A Massachusetts native, Roach's favorite player was Bobby Orr (no relation to Colton Orr) — "He was everybody in Boston's favorite player," says Roach — but he remembers appreciating the work of tough guy Wayne Cashman. Roach was never much of a hockey fighter himself, though: "I wasn't that good on skates, so I'd have to take my skates off to fight." (And if he had to respond while still on the ice? "I'd just fucking use the stick.")

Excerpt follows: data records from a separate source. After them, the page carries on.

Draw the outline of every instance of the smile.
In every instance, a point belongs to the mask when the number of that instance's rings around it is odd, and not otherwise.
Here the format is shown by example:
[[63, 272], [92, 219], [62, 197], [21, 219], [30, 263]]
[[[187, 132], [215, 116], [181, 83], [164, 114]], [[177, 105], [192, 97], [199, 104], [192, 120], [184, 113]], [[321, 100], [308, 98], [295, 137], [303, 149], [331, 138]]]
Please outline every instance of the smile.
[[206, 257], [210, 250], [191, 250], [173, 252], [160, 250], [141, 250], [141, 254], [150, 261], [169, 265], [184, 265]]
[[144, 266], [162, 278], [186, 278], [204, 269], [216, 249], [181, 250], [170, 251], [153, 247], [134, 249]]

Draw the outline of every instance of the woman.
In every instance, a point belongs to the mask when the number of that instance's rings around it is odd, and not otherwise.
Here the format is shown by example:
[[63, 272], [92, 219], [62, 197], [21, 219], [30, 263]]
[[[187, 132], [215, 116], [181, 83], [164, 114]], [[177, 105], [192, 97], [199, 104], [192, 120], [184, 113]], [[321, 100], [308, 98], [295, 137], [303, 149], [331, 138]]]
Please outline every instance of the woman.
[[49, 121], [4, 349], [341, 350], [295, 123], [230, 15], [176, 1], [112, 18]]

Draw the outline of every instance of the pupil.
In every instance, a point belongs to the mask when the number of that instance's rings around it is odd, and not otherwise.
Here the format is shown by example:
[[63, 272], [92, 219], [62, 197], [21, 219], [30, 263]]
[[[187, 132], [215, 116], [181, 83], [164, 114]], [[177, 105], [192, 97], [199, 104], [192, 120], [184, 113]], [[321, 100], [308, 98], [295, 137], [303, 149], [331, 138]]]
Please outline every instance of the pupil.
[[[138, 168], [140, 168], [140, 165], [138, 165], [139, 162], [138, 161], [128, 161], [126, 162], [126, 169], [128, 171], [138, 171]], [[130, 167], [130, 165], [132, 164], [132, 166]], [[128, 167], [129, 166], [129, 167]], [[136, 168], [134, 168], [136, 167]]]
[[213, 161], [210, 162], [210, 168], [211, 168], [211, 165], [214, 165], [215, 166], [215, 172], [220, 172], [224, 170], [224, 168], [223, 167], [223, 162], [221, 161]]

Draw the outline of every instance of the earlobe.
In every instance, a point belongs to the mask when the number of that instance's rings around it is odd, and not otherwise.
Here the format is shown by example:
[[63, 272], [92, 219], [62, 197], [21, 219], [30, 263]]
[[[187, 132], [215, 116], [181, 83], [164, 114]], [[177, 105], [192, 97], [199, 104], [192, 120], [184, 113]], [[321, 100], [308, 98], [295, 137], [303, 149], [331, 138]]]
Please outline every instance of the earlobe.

The bout we looked at has the highest rating of any brawl this season from readers of the indispensable HockeyFights.com, a comprehensive database of on-ice scraps, and lasted for over a minute before the combatants ran out of steam and were separated by linesmen. Herewith, Roach's expert analysis.
1. A fiery start.
Both Engelland and Orr begin the fight with a wild flurry of punches. This might be a bad, energy-wasting idea in boxing, but Roach says it isn't the worst strategy in hockey, where fights last only until the linesmen intervene (which rarely takes too long) and direct the players to the penalty box. "They don't know how much time they have to get their damage done." It's during this exchange that Orr knocks off Engelland's helmet, which Roach says gives him an advantage because it provides him with a larger "striking target." The head is now in play. And, says Roach: "You don't want to be striking a helmet because then you're going to break your hand for sure."